His death was confirmed by government spokesperson Benjamin Griveaux in a tweet.

"Joel Robuchon, a visionary chef who was the most starred in the world, leaves us today.

"From Paris to Shanghai, his savoir-faire was an art form that made French gastronomy shine and continues to inspire the next generation of chefs," Griveaux wrote.

Tributes poured in from other top chefs, already mourning the death earlier this year of French culinary "pope" Paul Bocuse, and more recently globetrotting American celebrity chef and author Anthony Bourdain.

"One of the unrivalled masters of world gastronomy has left us," Anne-Sophie Pic, France's only female chef with three stars, tweeted.

The perfect mash

Born in 1945 in the central city of Poitiers to a bricklayer father and stay-at-home mother, his first vocation was the priesthood.

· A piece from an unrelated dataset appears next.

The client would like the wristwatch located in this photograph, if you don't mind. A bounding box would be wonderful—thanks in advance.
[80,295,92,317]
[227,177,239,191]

But while cooking alongside nuns for other seminarians he discovered a passion for food and at 15 entered the restaurant trade.

A perfectionist from the start, he quickly earned a name for himself in the rarefied world of nouvelle cuisine and by the age of 30 was running a 90-strong kitchen at the Concorde Lafayette hotel in Paris.

His signature creations included truffle tart, cauliflower cream with caviar and lobster ravioli — but he also elevated the humble potato, with his smooth, buttery mash earning rave reviews.

The accolades — and Michelin stars — came thick and fast, but by the age of 51 he had worked himself to the bone.

Declaring he did not want to die of the stress of turning out flawless fare day after day, the father of two announced his retirement in 1996.

"I will watch my children and my grandchildren grow up, I will love my wife, my friends and the good things in life," he told Le Figaro.

From there it was a short hop to the television studios where Robuchon spent the next few years hosting a popular daily food show that aimed to demystify haute cuisine for the masses.

But by 2003, he was back in the kitchen with the Atelier concept, which he debuted in Paris and Tokyo and later took to London, Las Vegas and New York, among other cities.

Inspired by Japanese sushi counters — Robuchon nurtured a lifelong fascination with Japan — and Spanish tapas bars, he intended the restaurants to be more relaxed and accessible than traditional three-star eateries.

"Times have changed, consumers are looking for cuisine that is less sophisticated, a place with ambiance where you eat well," he said.

Among his disciples were British star chef Gordon Ramsay.

Like Ramsay, he was known to have a short fuse and to be very demanding with his apprentices.

In an interview with Paris Match in 2009, he admitted to having battled an "uncompromising" nature.